The Permission Layer
ACL has been the obvious missing piece for a while. The platform has identity, RBAC, and preferences — it knows who an actor is, what groups they belong to, what settings apply to them. It has nothing to say about what data they can see. That gap becomes visible the moment you try to write an admin API that returns cases, work items, or event logs to a caller who shouldn’t see all of them.
Before designing anything, I wanted to know what already exists for Quarkus.
The options divided cleanly. Keycloak Authorization Services is the obvious candidate — UMA 2.0, resource-level permissions, a proper Quarkus extension. The blocker is runtime coupling: Keycloak must be live for authorization to work, and casehub-platform can’t impose that on consumers. Quarkus’s own @PermissionsAllowed is method-level enforcement — it protects code entry points, not data objects. The same resource accessible through three code paths needs annotating in three places. Fragile.
The Zanzibar-style options — OpenFGA and SpiceDB — are open source (Apache 2.0, despite what you might assume from their managed services). Active Quarkus extensions exist for both. But both require an external authorization service at runtime, and the platform needs a pure Java embedded default. jCasbin is closer — pure Java, no external service — but it doesn’t solve the problem I actually have. The question that settled it: “show me all cases this actor can access.” jCasbin has no answer to that. You write that SQL regardless of whether jCasbin is present, and the evaluation logic it saves is roughly thirty lines of Java. Custom flat JPA following the existing platform module pattern.
Next question: enforcement model. @PermissionsAllowed style is about protecting methods. What I need is ACL on data — the permission is a property of the data object itself, not of the code path that retrieves it. Any code that touches a case faces the same question: can this actor see it?
After that, I brought Claude in to work through the two main structural options. Explicit ACL entries at every level gives you clean list queries — one join on the ACL table. But the engine creates plan items dynamically during case execution. Every creation event pumps ACL rows. Revocation cascades across every child. For a system that’s inherently dynamic, that accumulates fast.

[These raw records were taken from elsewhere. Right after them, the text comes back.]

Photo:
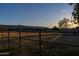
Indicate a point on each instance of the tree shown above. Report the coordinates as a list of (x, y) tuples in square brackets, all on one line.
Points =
[(75, 12), (63, 23)]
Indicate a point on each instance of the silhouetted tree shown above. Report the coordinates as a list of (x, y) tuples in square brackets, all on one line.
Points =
[(63, 23), (75, 12)]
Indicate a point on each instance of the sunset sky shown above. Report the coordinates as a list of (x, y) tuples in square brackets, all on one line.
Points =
[(34, 14)]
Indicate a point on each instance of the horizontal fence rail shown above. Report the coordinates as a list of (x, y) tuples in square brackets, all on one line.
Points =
[(28, 41)]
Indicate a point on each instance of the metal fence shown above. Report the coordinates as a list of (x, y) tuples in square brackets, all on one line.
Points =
[(30, 41)]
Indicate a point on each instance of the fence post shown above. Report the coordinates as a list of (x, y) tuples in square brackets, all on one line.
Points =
[(19, 37), (8, 39), (40, 43)]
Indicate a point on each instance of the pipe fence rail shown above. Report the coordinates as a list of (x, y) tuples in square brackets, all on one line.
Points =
[(19, 42)]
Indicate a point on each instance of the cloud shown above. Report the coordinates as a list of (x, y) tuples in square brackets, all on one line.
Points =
[(63, 11)]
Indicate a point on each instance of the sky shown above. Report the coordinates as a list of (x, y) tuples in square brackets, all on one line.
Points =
[(32, 14)]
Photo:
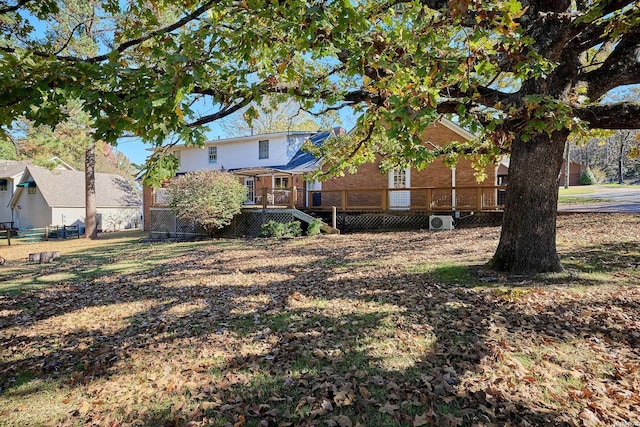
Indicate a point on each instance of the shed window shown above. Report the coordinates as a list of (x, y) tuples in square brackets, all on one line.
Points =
[(281, 182), (213, 154), (263, 149)]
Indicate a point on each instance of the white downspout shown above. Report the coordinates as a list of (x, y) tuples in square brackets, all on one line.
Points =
[(453, 192)]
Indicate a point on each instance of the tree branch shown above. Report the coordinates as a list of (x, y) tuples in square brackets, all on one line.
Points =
[(130, 43), (620, 68), (220, 114), (10, 9), (623, 115)]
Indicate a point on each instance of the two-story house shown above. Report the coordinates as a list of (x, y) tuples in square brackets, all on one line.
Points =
[(268, 161)]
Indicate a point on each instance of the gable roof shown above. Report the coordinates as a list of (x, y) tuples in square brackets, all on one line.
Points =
[(301, 162), (66, 188), (12, 168)]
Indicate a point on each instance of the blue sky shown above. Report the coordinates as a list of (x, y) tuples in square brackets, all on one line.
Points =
[(137, 151)]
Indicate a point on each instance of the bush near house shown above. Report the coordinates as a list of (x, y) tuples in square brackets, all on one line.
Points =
[(588, 178), (210, 198)]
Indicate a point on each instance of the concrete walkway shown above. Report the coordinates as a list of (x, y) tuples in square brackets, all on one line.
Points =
[(625, 200)]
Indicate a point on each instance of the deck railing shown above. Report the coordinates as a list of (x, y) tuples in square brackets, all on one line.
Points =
[(429, 199)]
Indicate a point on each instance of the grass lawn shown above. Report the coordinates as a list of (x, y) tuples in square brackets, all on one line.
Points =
[(385, 329)]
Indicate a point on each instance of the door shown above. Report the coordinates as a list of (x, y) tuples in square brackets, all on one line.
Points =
[(400, 178), (250, 183)]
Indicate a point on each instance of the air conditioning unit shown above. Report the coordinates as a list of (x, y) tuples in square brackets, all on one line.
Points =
[(440, 222)]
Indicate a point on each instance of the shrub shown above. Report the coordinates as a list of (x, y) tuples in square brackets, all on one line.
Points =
[(280, 229), (313, 228), (210, 198), (587, 177)]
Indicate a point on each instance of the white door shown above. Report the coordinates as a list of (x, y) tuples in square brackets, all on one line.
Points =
[(250, 183), (400, 178)]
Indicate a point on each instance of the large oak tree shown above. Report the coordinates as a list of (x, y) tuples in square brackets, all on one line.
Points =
[(522, 75)]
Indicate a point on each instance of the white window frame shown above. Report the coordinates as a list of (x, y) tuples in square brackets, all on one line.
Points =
[(278, 182), (213, 154), (263, 149)]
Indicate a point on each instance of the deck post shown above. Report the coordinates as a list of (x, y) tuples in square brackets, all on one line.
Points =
[(294, 196), (334, 217)]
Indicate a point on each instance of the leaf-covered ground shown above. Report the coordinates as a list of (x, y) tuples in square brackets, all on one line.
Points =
[(387, 329)]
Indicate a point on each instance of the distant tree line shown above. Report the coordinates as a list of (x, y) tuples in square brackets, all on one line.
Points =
[(611, 157)]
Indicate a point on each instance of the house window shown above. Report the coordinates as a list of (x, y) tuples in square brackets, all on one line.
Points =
[(281, 182), (263, 149), (400, 178), (213, 154)]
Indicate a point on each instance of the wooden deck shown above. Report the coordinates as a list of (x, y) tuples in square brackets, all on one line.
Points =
[(414, 199)]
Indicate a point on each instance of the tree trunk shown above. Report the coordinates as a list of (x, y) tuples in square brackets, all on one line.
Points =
[(620, 162), (90, 230), (567, 164), (528, 239)]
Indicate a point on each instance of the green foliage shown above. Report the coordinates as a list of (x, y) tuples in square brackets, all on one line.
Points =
[(7, 150), (210, 198), (588, 178), (313, 228), (281, 230)]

Implicit inheritance puts entries at the case level. Children derive access from their parent. Write path is minimal — one entry when the case is created, automatic revocation when it’s removed. The list query carries more complexity, and the ACL layer needs to know the parent relationship. But for a case management platform where the hierarchy is created at runtime, the write-path cost of explicit-at-every-level is the real risk.
To answer how deep the hierarchy goes, Claude reviewed the engine entities directly. The finding was more interesting than expected. CaseInstanceEntity has parentCaseId and parentPlanItemId — sub-cases are themselves CaseInstance rows. The hierarchy is recursive and unbounded. But every other entity — PlanItem, EventLog, CaseLedgerEntry — carries caseId directly. Everything traces to a case in one hop. The case is the natural ACL boundary.
The other finding: tenancyId is already on every entity in the engine. Multi-tenancy isn’t an ACL concern — it’s a data layer filter that was already in the schema. ACL operates within already-tenancy-filtered data. The two layers compose without needing to know about each other.
Late in the session, quarkus-flow and drools workers came up. They’re landing within 24 hours. Workers are provisioned to specific cases — provisioning is itself an authorization act. A worker assigned to case A should be able to read and write that case while it’s running, and not see case B. Time-bounded grants written at provisioning time and revoked at completion. That shapes the ACL table schema: an expires_at column, nullable for permanent grants, non-null for worker grants.
That was enough to pause implementation. The worker use cases will answer whether provisioning should automatically write ACL entries, what identity workers carry, and how sub-case access works for workers. Designing around those questions speculatively would mean rework within 24 hours.
The session output is docs/specs/2026-06-01-acl-design.md — the full decision record, open questions catalogued, ready to continue once the workers land.